Al suo dodicesimo romanzo, Remo Bassini costruisce una storia compatta e dal ritmo irresistibile, che riproduce le atmosfere di Lo scommettitore, l’opera pubblicata nel 2006 per Fernandel e che giunse tra i finalisti del Libro dell’Anno del programma radiofonico Fahrenheit.
Due sono i fattori che congiurano a mantenere Remo Bassini fuori dalla rosa dei nomi più conosciuti nel mondo del giallo e del noir: innanzitutto il fatto che, a differenza di quasi tutti gli autori che hanno sfondato nel genere, egli non ha un protagonista seriale che ritorna da un romanzo all’altro – e si sa l’importanza di fidelizzare il lettore fornendogli la sicurezza di un personaggio già conosciuto; in secondo luogo, il non trascurabile dettaglio che le storie di Bassini sono ambientate nella provincia profonda, un non-luogo che per i lettori delle grandi città è più alieno delle strade di New York, Parigi o Stoccolma.
Forse non morirò di giovedì non è un romanzo d’indagine; però ne ha la forma e il ritmo. La storia, parzialmente autobiografica, è ambientata nel breve arco di pochi giorni in una città di provincia della Pianura Padana, che non viene mai nominata ma che potrebbe essere Vercelli: è qui che Bassini, nato a Cortona, vive da quasi sempre, ed è qui che per anni ha svolto l’incarico di direttore di un giornale locale, esattamente come Antonio Sovesci, il protagonista del romanzo.
La trama. Una notizia da prima pagina giunge alla redazione di un quotidiano che si rivolge alla comunità di lettori di una città di provincia, e dintorni: in un parco dove la sera si danno appuntamento anche coppiette omosessuali, due uomini sono stati aggrediti e picchiati a sangue; occorre inserire la notizia in fretta, prima di andare in stampa, ma mentre Sovesci è impegnato altrove, per concedere una lunga intervista a un’ex collega passata alla televisione, la redazione decide di non pubblicare parola, su preghiera dell’uomo coinvolto nel fatto.

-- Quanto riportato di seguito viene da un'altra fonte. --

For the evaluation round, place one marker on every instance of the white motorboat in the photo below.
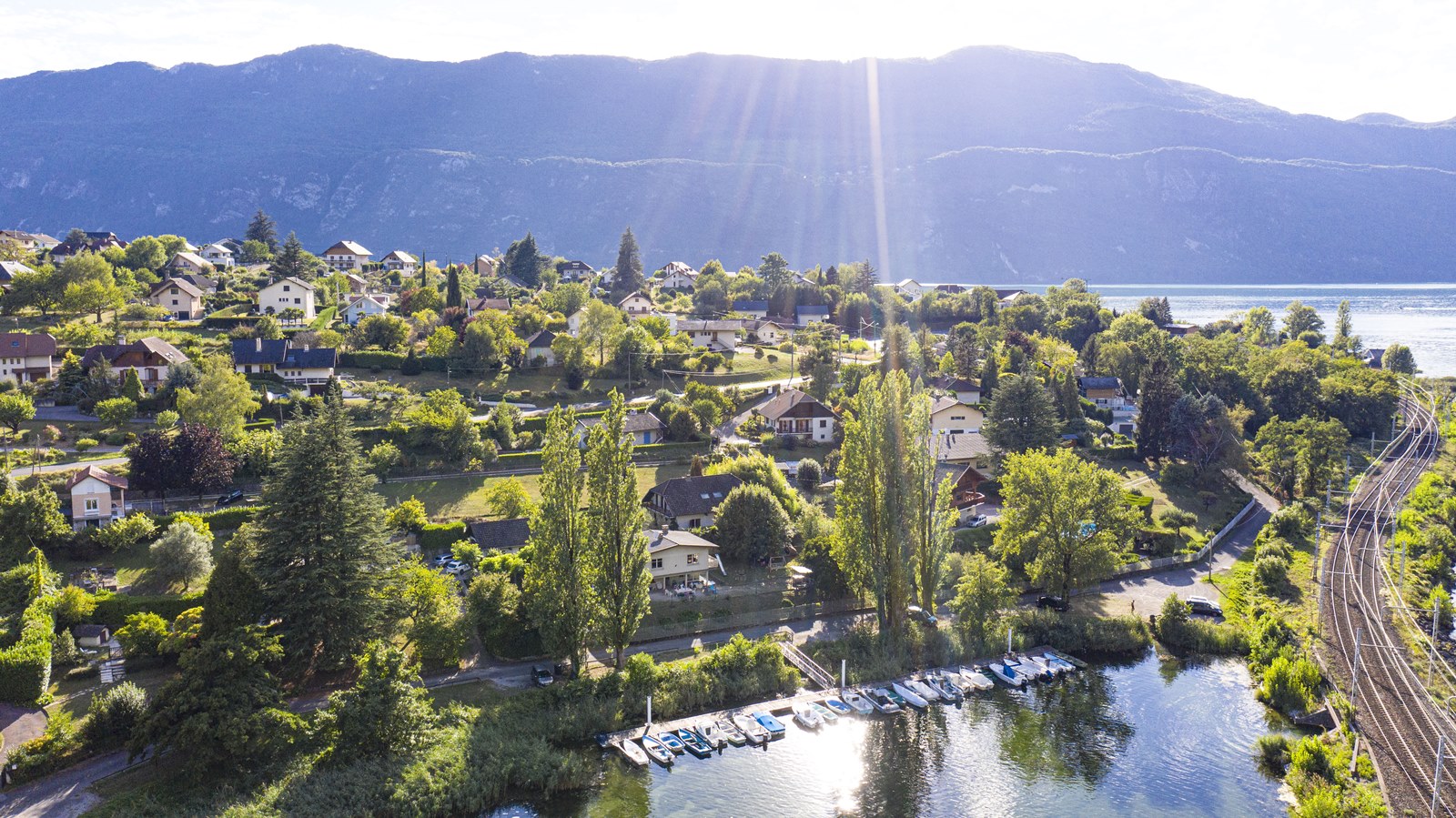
(752, 730)
(880, 699)
(807, 718)
(829, 716)
(1008, 672)
(858, 703)
(910, 696)
(976, 679)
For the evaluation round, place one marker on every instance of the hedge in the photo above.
(440, 536)
(114, 609)
(25, 667)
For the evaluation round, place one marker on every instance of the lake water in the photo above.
(1143, 738)
(1421, 316)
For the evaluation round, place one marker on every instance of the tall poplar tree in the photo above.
(558, 578)
(615, 530)
(322, 556)
(628, 277)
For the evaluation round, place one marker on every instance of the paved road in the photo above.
(1147, 592)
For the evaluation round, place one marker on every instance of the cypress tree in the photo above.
(322, 555)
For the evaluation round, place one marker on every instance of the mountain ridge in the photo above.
(1118, 174)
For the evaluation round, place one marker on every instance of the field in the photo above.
(460, 498)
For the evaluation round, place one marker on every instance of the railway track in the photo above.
(1397, 716)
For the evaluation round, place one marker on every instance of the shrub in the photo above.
(114, 715)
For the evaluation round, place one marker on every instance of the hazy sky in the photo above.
(1339, 58)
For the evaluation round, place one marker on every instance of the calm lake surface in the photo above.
(1143, 738)
(1421, 316)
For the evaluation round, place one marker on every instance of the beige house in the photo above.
(26, 359)
(679, 560)
(288, 293)
(950, 415)
(179, 298)
(98, 498)
(347, 255)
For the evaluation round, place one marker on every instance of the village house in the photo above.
(98, 498)
(715, 335)
(689, 502)
(797, 414)
(178, 298)
(95, 242)
(769, 332)
(31, 242)
(347, 255)
(25, 357)
(642, 429)
(574, 271)
(217, 255)
(950, 415)
(288, 293)
(298, 366)
(366, 305)
(677, 276)
(150, 357)
(400, 262)
(966, 390)
(752, 308)
(679, 560)
(538, 347)
(635, 305)
(504, 536)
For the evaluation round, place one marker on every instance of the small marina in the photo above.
(757, 725)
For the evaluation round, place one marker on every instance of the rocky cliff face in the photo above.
(994, 165)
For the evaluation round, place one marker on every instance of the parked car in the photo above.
(922, 616)
(1055, 603)
(1205, 606)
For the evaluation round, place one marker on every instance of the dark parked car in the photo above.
(1205, 606)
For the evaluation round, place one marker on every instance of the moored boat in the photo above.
(769, 723)
(750, 728)
(657, 750)
(734, 735)
(695, 742)
(909, 696)
(880, 701)
(858, 702)
(807, 716)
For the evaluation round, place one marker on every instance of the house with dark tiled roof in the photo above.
(26, 357)
(798, 414)
(347, 255)
(689, 502)
(300, 366)
(98, 497)
(150, 357)
(179, 298)
(644, 429)
(506, 536)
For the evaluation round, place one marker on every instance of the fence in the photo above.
(1184, 560)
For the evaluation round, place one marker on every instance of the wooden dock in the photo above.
(785, 705)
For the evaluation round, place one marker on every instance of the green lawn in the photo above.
(460, 498)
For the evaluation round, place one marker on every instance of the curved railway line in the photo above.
(1398, 720)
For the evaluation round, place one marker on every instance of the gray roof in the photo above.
(692, 495)
(501, 534)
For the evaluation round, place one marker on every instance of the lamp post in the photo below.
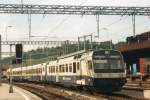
(6, 29)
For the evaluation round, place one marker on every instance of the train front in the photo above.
(109, 70)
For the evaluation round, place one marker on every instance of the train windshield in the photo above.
(107, 60)
(108, 63)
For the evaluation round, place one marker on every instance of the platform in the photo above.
(18, 94)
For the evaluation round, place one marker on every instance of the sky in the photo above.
(69, 27)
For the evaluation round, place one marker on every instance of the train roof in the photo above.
(75, 53)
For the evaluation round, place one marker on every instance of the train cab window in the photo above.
(78, 65)
(74, 67)
(66, 67)
(70, 67)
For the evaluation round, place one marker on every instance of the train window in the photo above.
(66, 67)
(54, 69)
(78, 65)
(59, 68)
(74, 67)
(63, 68)
(70, 67)
(90, 64)
(43, 69)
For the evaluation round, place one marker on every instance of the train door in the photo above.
(45, 73)
(89, 62)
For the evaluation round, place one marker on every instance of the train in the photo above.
(103, 70)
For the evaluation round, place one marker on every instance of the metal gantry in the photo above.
(71, 9)
(57, 43)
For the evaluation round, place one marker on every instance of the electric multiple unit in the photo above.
(100, 69)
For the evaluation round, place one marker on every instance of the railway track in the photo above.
(48, 92)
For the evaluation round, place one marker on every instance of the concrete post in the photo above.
(0, 59)
(0, 75)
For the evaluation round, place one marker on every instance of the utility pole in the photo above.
(11, 85)
(133, 23)
(0, 59)
(29, 23)
(84, 42)
(97, 20)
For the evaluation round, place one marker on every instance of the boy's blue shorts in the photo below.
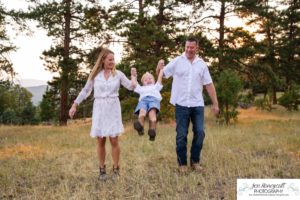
(147, 103)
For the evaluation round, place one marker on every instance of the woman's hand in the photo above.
(133, 77)
(133, 72)
(160, 66)
(72, 110)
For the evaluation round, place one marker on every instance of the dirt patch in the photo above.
(20, 151)
(252, 114)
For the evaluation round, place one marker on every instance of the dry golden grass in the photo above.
(44, 162)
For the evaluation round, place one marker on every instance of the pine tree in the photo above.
(75, 27)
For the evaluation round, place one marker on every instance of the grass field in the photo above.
(49, 162)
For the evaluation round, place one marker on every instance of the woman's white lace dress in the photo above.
(107, 118)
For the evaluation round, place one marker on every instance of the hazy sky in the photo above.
(26, 60)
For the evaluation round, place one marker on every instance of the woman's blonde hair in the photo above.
(146, 74)
(100, 64)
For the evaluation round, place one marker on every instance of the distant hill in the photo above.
(31, 82)
(37, 93)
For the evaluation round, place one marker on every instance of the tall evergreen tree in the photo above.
(6, 68)
(155, 31)
(289, 42)
(75, 26)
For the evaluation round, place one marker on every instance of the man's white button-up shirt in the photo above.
(188, 80)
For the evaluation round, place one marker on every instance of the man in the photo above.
(190, 73)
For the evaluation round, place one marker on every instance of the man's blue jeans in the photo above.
(183, 117)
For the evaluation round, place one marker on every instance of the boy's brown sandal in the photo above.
(138, 127)
(102, 174)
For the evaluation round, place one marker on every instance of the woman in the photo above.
(106, 119)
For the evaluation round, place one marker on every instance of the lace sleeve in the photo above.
(85, 92)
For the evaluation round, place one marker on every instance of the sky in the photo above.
(26, 59)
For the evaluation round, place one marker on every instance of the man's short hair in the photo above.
(192, 39)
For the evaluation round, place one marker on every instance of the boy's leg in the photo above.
(152, 124)
(139, 125)
(142, 116)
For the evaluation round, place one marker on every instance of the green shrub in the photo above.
(264, 104)
(291, 98)
(228, 87)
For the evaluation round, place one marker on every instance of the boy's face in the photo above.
(148, 80)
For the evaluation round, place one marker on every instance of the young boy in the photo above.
(149, 103)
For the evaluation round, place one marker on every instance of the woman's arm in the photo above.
(128, 84)
(84, 93)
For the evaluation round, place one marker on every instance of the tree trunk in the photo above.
(159, 21)
(65, 68)
(221, 36)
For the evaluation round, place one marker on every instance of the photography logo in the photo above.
(268, 189)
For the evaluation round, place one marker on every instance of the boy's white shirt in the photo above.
(149, 90)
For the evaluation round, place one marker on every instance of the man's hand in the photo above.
(72, 110)
(160, 66)
(133, 72)
(215, 109)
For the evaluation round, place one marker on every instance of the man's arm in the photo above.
(213, 96)
(160, 75)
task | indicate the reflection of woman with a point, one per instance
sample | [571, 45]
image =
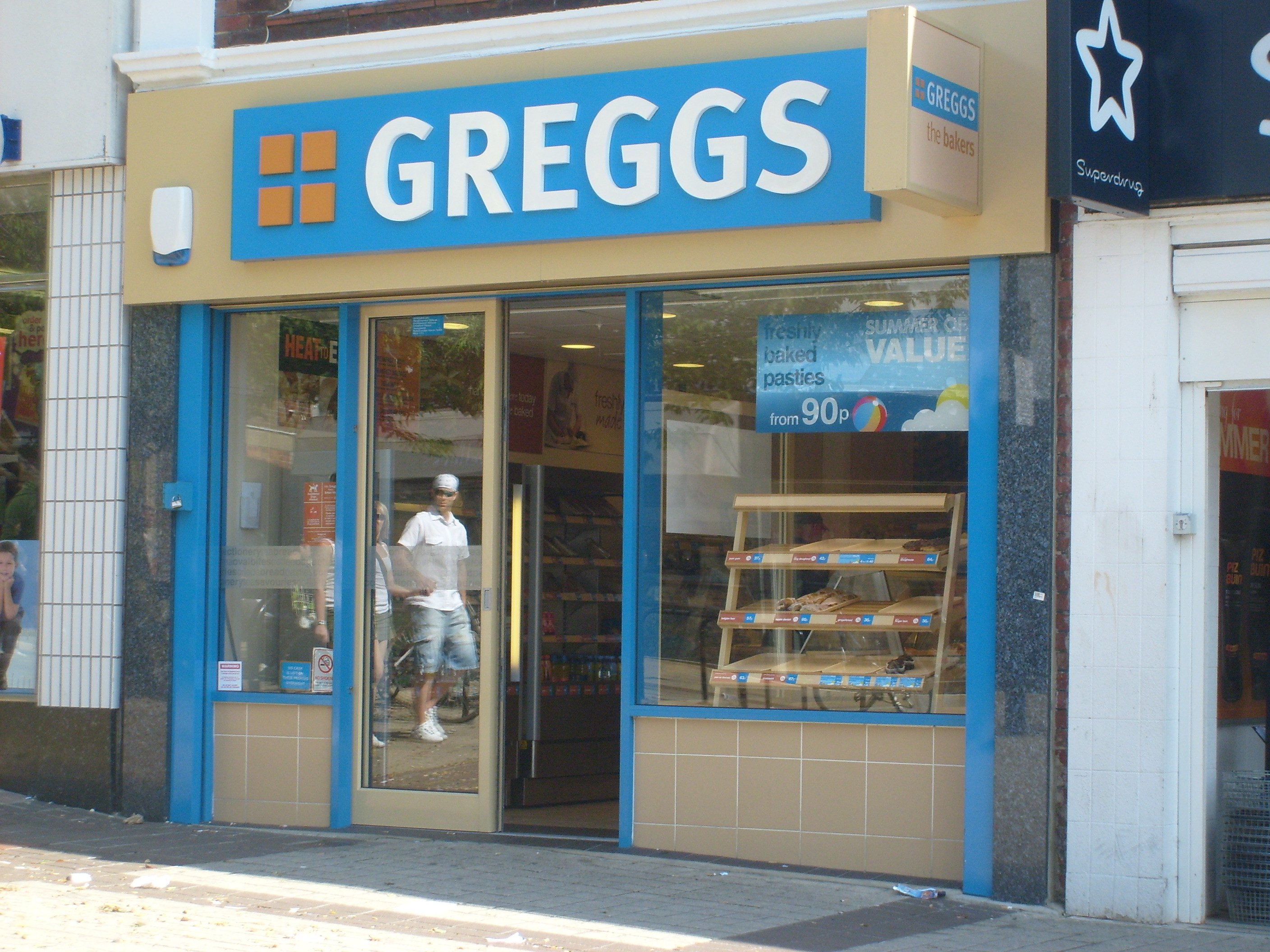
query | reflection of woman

All’apparenza sembrerebbe una scelta di rispetto verso un cittadino, in modo da non creargli imbarazzo; ma a mano a mano che Sovesci si muove per capire cos’è successo, ogni risposta parziale sembra aprire una porta su qualcosa di più grande e oscuro, finché la vicenda del parco si riduce alla punta di un iceberg che rischia di affondare il direttore.
Il racconto dei giorni affannati in cui si dipana la trama è scandito da passaggi dell’intervista TV, domande e risposte che immancabilmente rivelano qualcosa sulle scelte del protagonista. Bassini costruisce un labirinto di indizi, come tessere di un domino che rovinano una addosso all’altra a mano a mano che Sovesci scopre un nuovo frammento di verità; l’impressione è che il protagonista giochi in solitario una partita a carte, voltandole una ad una fino ad arrivare alla soluzione complessiva, nelle ultime pagine – e nel corso della partita tenta di mettere in atto contromisure per non essere travolto da una vasta congiura, una trappola costruita con perizia contro il suo ruolo professionale.
Qual è la posta in palio in questo gioco al massacro? È soltanto il suo ruolo nella redazione oppure è qualcosa di superiore, una questione deontologica, o meglio ancora di coscienza? Il significato del mestiere di giornalista, perché un’informazione libera rende libera la società, ma questa verità si scontra con le esigenze di chi mette i capitali e pretende un ritorno economico, anche da un quotidiano che si rivolge a una comunità limitata come un capoluogo di provincia. La filosofia di Sovesci è quella di aver fiducia nella verità e nella capacità del pubblico di riconoscerla, anche in una situazione di grave crisi nelle vendite. L’informazione sceglie altre vie, altri media che asciugano la comunicazione fino a un messaggio superficiale e frettoloso; ma Sovesci è di differente avviso, e non perché appartenga a una generazione precedente, bensì per una presa di posizione ideologica: “Se un giornalista è libero per davvero, se cerca di non farsi condizionare dal potere, dalle sue simpatie politiche, dalle sue amicizie, da tutto insomma, editori compresi, riuscirà a svolgere questa professione in modo credibile. Senza libertà e senza giornalisti liberi il giornalismo è già morto.”
Forse non morirò di giovedì è una macchina bel oliata, che all’inizio non lascia presagire l’ampiezza e la profondità del racconto; il ritmo lascia poche pause, nelle quali Bassini riesce anche a inserire ampie incursioni narrative nella vita del suo protagonista, nel passato, e i suoi rapporti con le donne che lo circondano: un delicato equilibrio tra sociale e personale che si legge tutto d’un fiato.